Although existing RGB-D saliency detection methods are excellent in detection effect on salient targets, such models are merely employing various fusion methods, such as: early fusion and late fusion, which cannot utilize significant cues of both in-mold and cross modes to perform final significance estimation, and model training complexity is high.

Disclosure of Invention

Based on the defects of the existing saliency target detection model, the invention provides a novel double-current dense super-resolution RGB-D saliency detection model.

In order to achieve the above purpose, the invention adopts the following technical scheme: the salient target detection algorithm based on double-current dense super-resolution comprises the following steps: a dual stream network based on RGB and Depth images, characterized by: the space expansion convolution pyramid model is fused, so that the network is ensured to have enough receptive fields to capture the characteristics of targets with different sizes; the high-resolution representation is kept through a dense super-resolution module, all sub-networks are connected in a parallel mode, and information interaction and multi-scale feature fusion among the sub-networks are realized; the feature extraction module adopting the double-branch structure comprises a global feature extraction branch and a local feature extraction branch, and utilizes the global feature extraction branch to extract global information and guide local feature extraction.

In a preferred embodiment of the present invention, the spatial expansion convolution pyramid module includes: a global average pooling layer obtains image-level characteristics, then 1*1 convolution is carried out, and bilinear interpolation is utilized to restore to the original size; one 1*1 convolution layer and three 3*3 dilation convolutions; the five features with different scales are combined in the channel dimension and then fed into the convolution of 1*1 for fusion output.

In a preferred embodiment of the present invention, the local feature extraction branch uses a convolution layer with a step length of 2 and a convolution kernel of 3*3 to perform a dimension reduction operation on the input feature map, i.e. to 1/4 of the original feature map, so as to extract the local feature by using two convolution layers with step lengths of 1.

In a preferred embodiment of the present invention, the global feature extraction branch mainly adopts a bottleneck structure for reducing network computation complexity, and specifically includes the steps of firstly extracting global features by global average pooling, then using Softmax function global feature distribution learning, and finally multiplying global and local feature points to obtain fused features.

In a preferred embodiment of the present invention, the present invention further includes a Focal Loss function, and parameter γ is added on the basis of BCE to reduce the Loss of the easily classified samples, so that the model will pay more attention to the difficult samples.

In a preferred embodiment of the invention, a balancing factor α is introduced to enhance the effect of the foreground on the loss function, balancing the positive and negative samples.
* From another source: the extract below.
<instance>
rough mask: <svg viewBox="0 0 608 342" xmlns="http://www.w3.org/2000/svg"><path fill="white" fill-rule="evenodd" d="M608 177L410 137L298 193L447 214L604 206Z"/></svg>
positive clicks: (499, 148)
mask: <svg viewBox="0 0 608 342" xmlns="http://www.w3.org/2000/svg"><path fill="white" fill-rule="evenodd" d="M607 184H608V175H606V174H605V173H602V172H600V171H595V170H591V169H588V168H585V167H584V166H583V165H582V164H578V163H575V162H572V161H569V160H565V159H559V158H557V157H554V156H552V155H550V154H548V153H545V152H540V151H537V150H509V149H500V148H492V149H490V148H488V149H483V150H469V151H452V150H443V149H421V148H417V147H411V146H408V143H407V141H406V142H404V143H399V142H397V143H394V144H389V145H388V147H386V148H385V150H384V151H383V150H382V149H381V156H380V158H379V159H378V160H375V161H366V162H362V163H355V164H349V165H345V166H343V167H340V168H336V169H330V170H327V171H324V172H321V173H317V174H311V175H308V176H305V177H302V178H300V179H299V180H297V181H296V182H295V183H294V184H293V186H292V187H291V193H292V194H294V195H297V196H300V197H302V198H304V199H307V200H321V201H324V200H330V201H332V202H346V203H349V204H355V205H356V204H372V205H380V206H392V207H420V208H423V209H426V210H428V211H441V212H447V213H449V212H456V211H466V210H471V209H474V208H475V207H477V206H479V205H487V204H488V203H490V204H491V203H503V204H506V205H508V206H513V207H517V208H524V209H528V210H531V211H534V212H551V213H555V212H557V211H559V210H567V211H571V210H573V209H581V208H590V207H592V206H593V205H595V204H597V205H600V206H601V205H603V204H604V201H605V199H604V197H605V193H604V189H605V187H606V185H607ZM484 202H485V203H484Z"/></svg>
The invention solves the defects existing in the background technology, and has the following beneficial effects:

(1) According to the invention, through a double-flow network structure with a space expansion convolution pyramid model, a more complete obvious target detection result is obtained by fusing RGB and depth information, and the problem of insufficient extraction of the obvious target space information based on the RGB image in the prior art is solved.

(2) The invention solves the problem of image blurring caused by traditional sampling operation through the dense super-resolution module, and mainly adopts a parallel network and dense connection mode to fuse multi-scale characteristics.

(3) The invention utilizes the global feature branches to extract global information and guide local feature extraction through the global and local feature extraction modules with the double-branch structure, and solves the problem that the actual receptive field of the existing saliency detection network is far lower than the theoretical receptive field, and the global information of the image can not be fully utilized.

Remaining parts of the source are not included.